The Power Threat Meaning Framework: Towards the identification of patterns in emotional distress, unusual experiences and troubled or troubling behaviour, as an alternative to functional psychiatric diagnosis

By Johnstone, L & Boyle, M with Cromby, J, Dillon, J, Harper, D, Kinderman, P, Longden, E, Pilgrim, D & Read, J.          [Download Resource]

 

‘The Power Threat Meaning Framework has the potential to take us beyond medicalisation and diagnostic assumptions. It puts forward alternative ways of thinking about a range of fundamental issues including: What kinds of theoretical frameworks and assumptions are appropriate for understanding emotional distress, unusual experiences and troubled and troubling behaviour? What research methods could be used and what counts as evidence? How could the results of research be interpreted? What is the relationship between personal distress and its wider social, material and cultural contexts? How can we centre people’s lived experiences and the meanings that shape them?

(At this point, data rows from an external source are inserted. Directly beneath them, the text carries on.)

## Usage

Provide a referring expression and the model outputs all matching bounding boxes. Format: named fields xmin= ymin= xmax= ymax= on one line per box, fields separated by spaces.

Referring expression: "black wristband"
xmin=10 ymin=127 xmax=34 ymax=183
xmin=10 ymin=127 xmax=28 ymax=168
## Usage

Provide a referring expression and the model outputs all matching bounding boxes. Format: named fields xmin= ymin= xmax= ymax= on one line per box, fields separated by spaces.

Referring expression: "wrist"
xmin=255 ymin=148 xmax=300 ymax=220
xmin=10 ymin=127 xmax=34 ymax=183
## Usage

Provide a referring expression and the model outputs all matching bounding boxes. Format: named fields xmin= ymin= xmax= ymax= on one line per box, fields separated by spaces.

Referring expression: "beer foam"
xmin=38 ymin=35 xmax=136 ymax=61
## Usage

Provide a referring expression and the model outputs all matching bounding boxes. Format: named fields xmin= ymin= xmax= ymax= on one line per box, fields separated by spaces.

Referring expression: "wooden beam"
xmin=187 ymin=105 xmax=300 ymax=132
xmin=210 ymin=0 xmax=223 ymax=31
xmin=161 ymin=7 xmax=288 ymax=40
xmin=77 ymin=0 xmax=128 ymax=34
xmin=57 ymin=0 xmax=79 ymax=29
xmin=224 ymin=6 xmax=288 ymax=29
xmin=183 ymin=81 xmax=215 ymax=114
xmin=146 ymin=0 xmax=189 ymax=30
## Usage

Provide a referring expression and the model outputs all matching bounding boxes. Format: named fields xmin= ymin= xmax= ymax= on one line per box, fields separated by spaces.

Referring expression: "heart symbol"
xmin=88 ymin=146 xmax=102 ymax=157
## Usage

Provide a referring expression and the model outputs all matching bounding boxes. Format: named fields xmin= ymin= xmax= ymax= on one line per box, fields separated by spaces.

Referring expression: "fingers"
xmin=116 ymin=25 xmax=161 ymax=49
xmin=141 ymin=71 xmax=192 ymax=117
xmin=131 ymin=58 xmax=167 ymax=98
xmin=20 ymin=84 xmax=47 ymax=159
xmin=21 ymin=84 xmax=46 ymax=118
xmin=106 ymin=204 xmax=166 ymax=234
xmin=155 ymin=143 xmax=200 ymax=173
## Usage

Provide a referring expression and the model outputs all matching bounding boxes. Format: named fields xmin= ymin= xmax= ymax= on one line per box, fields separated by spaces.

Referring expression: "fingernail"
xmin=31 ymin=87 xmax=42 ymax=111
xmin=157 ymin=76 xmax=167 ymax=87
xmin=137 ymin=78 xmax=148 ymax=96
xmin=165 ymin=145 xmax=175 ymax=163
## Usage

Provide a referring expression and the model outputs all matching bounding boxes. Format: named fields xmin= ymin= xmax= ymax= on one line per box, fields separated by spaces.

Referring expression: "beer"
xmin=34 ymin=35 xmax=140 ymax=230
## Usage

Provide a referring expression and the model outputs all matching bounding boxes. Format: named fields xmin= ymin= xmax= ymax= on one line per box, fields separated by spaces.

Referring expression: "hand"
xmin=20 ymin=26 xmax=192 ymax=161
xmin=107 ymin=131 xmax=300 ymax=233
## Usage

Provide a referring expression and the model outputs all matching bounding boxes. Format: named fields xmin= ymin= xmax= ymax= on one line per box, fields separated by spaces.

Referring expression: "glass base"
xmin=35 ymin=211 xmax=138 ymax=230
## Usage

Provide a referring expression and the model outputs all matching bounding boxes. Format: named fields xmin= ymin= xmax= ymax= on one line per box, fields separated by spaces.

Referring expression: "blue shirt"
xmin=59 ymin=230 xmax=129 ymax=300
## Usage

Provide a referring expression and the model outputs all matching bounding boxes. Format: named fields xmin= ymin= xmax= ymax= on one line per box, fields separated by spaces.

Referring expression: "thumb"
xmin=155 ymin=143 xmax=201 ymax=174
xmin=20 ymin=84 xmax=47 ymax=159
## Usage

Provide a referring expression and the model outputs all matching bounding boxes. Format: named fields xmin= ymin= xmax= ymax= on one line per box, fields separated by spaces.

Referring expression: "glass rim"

What new conceptualisations arise from all these questions, and how can all the implications be translated into practice, both within and beyond services, at all levels from individual to social policy?’

 

Key Content Areas:

  • Problems of psychiatric diagnosis and the need for a different approach
  • Philosophical and conceptual principles of alternatives to psychiatric diagnosis
  • Meaning and narrative
  • The social context
  • The role of biology
  • Describing patterns within a Power Threat Meaning Framework
  • Service user consultation and feedback
  • Ways forward

 

This framework for the origins and maintenance of distress replaces the question at the heart of medicalisation, ‘What is wrong with you?’ with four others: ‘What has happened to you?’ (How has Power operated in your life?); ‘How did it affect you?’ (What kind of Threats does this pose?); ‘What sense did you make of it?’ (What is the Meaning of these situations and experiences to you?); ‘What did you have to do to survive?’ (What kinds of Threat Response are you using?)